21st February 2007
Yet another welcome Pinter revival: this time a one act two-hander, first staged in 1960.
Two men Ben and Gus wait in a windowless basement. A dumb waiter in the wall brings notes that request increasingly exotic meals. They send what they have - a chocolate bar, half a pint of milk and so on. It appears that they are hit men waiting for instructions. They talk about football, previous jobs they’ve done together, a gas cooker in the adjacent kitchen and the toilet cistern. Their conversations are strangely disconnected.
There’s plenty of comedy here. In fact this production of The Dumb Waiter, like several of the current crop of Pinter revivals, seems to be emphasising comedy over menace. This emphasis further suggests a connection with the comedy writers Galton and Simpson. There is a moment in The Dumb Waiter when Gus is imagining what food the invisible people upstairs at the other end of the dumb waiter might be eating. This smacks of Tony Hancock in Hancock’s Half-Hour having one of his customary rants about the unfairness of life.
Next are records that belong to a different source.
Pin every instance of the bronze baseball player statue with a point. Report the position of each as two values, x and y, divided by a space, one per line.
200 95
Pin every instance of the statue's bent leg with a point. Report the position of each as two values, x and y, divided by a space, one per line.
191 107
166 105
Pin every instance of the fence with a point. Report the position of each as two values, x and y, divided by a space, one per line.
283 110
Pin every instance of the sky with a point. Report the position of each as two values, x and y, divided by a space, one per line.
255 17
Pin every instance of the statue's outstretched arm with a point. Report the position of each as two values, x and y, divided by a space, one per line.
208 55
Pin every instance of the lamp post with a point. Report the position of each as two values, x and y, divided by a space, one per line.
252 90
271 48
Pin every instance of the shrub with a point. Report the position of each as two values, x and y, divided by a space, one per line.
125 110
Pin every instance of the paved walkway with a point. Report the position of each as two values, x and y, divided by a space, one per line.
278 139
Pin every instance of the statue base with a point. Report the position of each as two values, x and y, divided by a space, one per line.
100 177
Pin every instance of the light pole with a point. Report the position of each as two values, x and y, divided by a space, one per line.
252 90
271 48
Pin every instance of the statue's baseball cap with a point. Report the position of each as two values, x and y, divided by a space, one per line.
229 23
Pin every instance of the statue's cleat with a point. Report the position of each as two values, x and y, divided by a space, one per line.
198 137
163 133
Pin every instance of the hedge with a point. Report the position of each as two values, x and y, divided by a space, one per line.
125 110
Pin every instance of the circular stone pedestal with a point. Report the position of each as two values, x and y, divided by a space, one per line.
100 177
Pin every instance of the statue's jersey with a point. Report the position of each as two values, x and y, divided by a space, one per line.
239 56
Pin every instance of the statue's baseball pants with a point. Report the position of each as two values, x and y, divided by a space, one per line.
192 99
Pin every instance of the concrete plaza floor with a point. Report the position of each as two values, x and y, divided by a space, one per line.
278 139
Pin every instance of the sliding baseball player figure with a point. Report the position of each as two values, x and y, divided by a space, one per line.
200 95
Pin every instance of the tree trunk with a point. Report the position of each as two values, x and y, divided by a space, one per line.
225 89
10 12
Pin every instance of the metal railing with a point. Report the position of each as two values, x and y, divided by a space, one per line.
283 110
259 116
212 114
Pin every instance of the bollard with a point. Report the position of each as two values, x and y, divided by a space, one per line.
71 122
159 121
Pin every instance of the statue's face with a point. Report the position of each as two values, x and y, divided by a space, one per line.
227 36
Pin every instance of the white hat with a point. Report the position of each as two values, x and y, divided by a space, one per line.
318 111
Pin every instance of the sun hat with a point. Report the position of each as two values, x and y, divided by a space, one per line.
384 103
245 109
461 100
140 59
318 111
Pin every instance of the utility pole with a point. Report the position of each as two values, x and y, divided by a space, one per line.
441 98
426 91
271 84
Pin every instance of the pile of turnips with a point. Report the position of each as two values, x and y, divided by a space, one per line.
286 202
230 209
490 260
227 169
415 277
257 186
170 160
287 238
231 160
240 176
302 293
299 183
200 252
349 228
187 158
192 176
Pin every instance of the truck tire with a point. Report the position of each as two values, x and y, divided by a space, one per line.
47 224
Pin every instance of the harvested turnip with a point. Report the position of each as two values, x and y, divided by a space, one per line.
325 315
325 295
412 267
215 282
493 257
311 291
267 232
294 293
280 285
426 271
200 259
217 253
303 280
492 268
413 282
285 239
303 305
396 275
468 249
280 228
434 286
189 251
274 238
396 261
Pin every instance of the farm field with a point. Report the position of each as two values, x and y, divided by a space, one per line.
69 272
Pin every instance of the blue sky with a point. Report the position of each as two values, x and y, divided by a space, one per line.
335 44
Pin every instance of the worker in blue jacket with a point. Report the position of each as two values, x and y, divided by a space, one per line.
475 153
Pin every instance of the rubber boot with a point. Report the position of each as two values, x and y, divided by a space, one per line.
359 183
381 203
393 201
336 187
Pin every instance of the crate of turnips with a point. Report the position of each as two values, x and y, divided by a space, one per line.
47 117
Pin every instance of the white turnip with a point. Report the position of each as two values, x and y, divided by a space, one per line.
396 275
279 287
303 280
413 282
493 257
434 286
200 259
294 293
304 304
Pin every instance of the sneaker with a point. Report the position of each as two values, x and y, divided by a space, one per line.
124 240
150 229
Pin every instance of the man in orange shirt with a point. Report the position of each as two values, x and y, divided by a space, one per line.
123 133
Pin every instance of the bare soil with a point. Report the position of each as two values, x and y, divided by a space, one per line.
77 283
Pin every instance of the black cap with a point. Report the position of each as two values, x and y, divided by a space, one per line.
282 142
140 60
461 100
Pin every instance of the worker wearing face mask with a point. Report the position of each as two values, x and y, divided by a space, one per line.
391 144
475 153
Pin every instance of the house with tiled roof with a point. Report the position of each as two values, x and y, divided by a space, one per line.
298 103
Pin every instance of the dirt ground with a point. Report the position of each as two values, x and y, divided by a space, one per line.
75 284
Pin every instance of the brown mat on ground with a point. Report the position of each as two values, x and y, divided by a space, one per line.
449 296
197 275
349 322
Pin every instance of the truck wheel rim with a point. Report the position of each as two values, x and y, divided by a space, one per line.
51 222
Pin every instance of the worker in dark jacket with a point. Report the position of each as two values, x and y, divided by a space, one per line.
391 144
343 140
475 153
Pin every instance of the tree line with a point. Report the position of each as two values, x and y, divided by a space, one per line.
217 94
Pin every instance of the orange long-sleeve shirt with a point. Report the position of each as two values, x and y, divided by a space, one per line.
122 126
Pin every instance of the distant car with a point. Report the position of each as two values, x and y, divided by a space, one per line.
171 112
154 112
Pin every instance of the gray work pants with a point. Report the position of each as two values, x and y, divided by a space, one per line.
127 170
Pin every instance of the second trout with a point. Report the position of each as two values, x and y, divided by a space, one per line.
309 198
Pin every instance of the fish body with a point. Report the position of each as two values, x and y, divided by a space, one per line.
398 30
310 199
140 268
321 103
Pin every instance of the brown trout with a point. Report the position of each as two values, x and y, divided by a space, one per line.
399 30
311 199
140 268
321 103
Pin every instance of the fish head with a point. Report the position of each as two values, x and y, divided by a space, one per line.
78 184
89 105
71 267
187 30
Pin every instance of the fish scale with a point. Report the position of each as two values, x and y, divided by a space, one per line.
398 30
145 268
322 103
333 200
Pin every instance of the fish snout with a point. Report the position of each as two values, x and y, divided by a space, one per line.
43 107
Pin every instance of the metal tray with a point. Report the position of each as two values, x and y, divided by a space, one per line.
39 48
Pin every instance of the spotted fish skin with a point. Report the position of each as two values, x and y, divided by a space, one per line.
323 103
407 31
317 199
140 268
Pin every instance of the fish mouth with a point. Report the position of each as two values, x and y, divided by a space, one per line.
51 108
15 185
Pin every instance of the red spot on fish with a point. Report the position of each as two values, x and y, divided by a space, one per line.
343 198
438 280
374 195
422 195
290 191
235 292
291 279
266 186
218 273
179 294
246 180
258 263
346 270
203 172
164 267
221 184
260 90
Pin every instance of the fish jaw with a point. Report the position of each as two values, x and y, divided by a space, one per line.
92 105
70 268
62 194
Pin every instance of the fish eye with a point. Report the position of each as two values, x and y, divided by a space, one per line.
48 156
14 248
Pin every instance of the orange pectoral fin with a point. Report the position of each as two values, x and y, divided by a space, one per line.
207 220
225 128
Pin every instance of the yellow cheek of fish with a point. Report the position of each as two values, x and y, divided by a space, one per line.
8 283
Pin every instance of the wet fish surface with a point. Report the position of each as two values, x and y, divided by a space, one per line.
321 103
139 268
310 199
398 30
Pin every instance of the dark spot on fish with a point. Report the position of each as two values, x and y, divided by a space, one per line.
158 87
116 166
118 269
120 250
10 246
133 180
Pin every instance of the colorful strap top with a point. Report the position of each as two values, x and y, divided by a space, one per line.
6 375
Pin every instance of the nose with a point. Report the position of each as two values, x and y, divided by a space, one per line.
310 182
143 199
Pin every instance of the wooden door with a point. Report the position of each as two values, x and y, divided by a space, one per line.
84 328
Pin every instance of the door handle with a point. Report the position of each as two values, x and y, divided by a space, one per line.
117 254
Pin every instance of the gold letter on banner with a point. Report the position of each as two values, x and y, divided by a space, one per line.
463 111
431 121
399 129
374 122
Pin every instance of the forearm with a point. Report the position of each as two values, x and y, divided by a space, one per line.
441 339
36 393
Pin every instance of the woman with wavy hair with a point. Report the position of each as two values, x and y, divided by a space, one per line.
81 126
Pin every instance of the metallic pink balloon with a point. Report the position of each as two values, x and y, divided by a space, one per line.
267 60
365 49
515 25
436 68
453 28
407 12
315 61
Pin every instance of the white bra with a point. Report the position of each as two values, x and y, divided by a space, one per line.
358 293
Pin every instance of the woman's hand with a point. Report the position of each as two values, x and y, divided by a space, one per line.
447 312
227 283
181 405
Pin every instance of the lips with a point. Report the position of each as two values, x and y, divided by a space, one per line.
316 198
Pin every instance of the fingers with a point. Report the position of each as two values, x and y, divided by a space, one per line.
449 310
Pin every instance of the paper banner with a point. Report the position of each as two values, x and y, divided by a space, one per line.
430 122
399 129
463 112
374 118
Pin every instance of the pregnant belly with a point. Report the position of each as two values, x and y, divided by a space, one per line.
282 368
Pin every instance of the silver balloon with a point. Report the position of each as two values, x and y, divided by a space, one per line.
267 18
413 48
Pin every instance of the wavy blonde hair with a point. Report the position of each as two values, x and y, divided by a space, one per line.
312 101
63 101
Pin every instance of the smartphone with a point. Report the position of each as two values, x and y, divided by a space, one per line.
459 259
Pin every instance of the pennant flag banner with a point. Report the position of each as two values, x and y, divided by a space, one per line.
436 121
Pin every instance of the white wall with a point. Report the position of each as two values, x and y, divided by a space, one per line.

At this point – and with this production, as well as The Caretaker shortly opening at the Tricycle – it might be tempting to speculate about how much Pinter is influenced not by Beckett but by Galton and Simpson. After all, Hancock’s Half-Hour started on radio in 1954.
The set is impressively squalid. There are two stained singles beds either side of the titular Dumb Waiter with doors leading to a hallway on one side and a kitchen on the other. The walls are tiled like an old-fashioned public convenience. The tiles are cracked and displaced; many are missing. There is rubbish under the beds.
The theatre, however, has very steeply raked seating looking down on the performing area. This has the effect of distancing the audience from the stage, giving a feeling of observing the action from afar rather than being closely involved with it.
Lee Evans plays Gus and brings his usual physical style to the part (elements of Norman Wisdom filtered through Michael Crawford’s Frank Spencer character). This has the potential to be a barrier to enjoying the character. However, it is understated and, as the action advances, seems to become less apparent. Jason Isaacs does a good turn as Ben – although Evans perhaps upstages him at times.
The tension could possibly have been ratcheted up a bit more at the end of the play. Altogether, though, another fine revival - not to be missed by admirers of Pinter’s work.